When Jews from around the globe turn to pray like Daniel of old, they bow in the direction of Jerusalem to the Mount where the House of God once stood. The dawning of Tisha B’Av brings to bear the full force and awful reality that the city which bears the name of God, is void of her crowning glory. A stark reminder that the one place in the entire world that God Himself chose as the dwelling for His Shekinah glory and presence among His chosen people, is still a tortured hostage. Adding misery to woe in this travesty, is that Jews are forced to tolerate this desecration of the most sacred place on earth. Soccer games, clowns and other abominations are permitted by the Muslim Waqf caretaker - installed and supported by Israeli politicians no less! How should Christians react to that?

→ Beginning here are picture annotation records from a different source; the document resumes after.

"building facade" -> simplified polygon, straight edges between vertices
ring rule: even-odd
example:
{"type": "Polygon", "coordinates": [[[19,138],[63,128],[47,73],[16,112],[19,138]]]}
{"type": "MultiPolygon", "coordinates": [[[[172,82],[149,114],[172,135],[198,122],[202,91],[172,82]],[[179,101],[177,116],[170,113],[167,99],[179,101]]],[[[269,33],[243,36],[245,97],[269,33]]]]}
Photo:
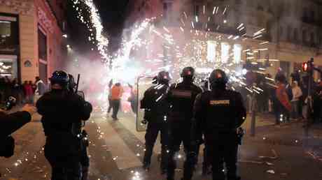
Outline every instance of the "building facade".
{"type": "MultiPolygon", "coordinates": [[[[136,0],[129,6],[128,24],[156,17],[160,29],[165,27],[177,32],[190,26],[215,36],[237,36],[237,40],[227,41],[241,45],[244,61],[251,54],[245,50],[267,50],[254,51],[254,60],[272,59],[267,73],[274,75],[281,67],[288,76],[312,57],[322,66],[321,8],[318,0],[136,0]],[[241,24],[244,28],[238,29],[241,24]],[[253,35],[261,29],[265,33],[254,38],[253,35]]],[[[181,43],[192,38],[185,33],[181,43]]]]}
{"type": "Polygon", "coordinates": [[[44,82],[62,68],[63,0],[0,0],[0,75],[44,82]]]}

Jews have immortalized the grief of Tisha B’Av in somber ways for millennia; a reminder at every wedding – by the breaking of the glass; in every new house – by leaving a portion unfinished; by certain foods and also in fasting; at every Pesach accompanied with the statement of their ndomitable faith in the promise of their restoration; “…next year in Jerusalem”. And on that note Tisha B’Av concludes; “Restore us, O LORD, and bring us back to you again! Give us back the joys we once had!” [Lam 5:20]

So what part – if any - do Christians have or share in the 9th of Av? Remain aloof as perceived by many, looking down with a mix of pity and disdain in the belief that Rome’s route of Jerusalem in 70 CE was symbolic of the “Church’s” enigmatic triumph over Judaism? Which is the cornerstone of “replacement /supersession” theology. Or is that actually a theological aberration, an incorrect “fact presumed” by misconstruing Jesus’s own words in Matt 24; “… "Truly I tell you, not one stone here will be left on another; everyone will be thrown down...”.

I’ve discovered that very few Jews are aware of an important historical fact, that a branch of Christianity exists whose spiritual legacy actually parallels theirs. Of Christians whose spiritual ancestry predates Constantine’s abominable merger; of Christians who not only rejected and walked out of Constantine’s Ecumenical council, but through history suffered immense persecution because they would not bow to the Papacy of Rome nor to the idolatry it projected. Of Christians whose pedigree and bloodline is traced by millions martyred at the hands of the same evil power that persecuted the Jews.

For these Christians, the reality and implication of Tisha B’Av is this; our spiritual destinies are inseparably linked. As Jews suffered, so did a remnant of Christians who held on to their original Judeao-Christian foundation. As Jews weep and mourn the loss of their crowning glory - so do these Christians. As Jews long for and anticipate their full and complete restoration in Sovereignty – so do these Christians.

Christians with anti-Semitic thoughts and ways need to repent. Tisha B’Av however, is not really about collective guilt or repenting for a wayward church that persecuted Jews along with our own Christian ancestors - as much as it is a call to action. While extending sympathy and feeling remorse about past atrocities may provide some emotional release, in truth – there is no virtue in repentance by proxy.

Christians are the allegorical “sister” and family of the Jews. As family we are not only to share in the grief of Tisha B’Av, but be moved to spiritual activism and zeal in both word and deed. Tisha B’Av should unite Christians globally to support and demand Israel’s full restoration and Sovereignty throughout their land – and especially on the Temple Mount. For only with full Jewish Sovereignty and restoration will our sorrow and our mourning turn into our joy and then will our mutual redemption be realized.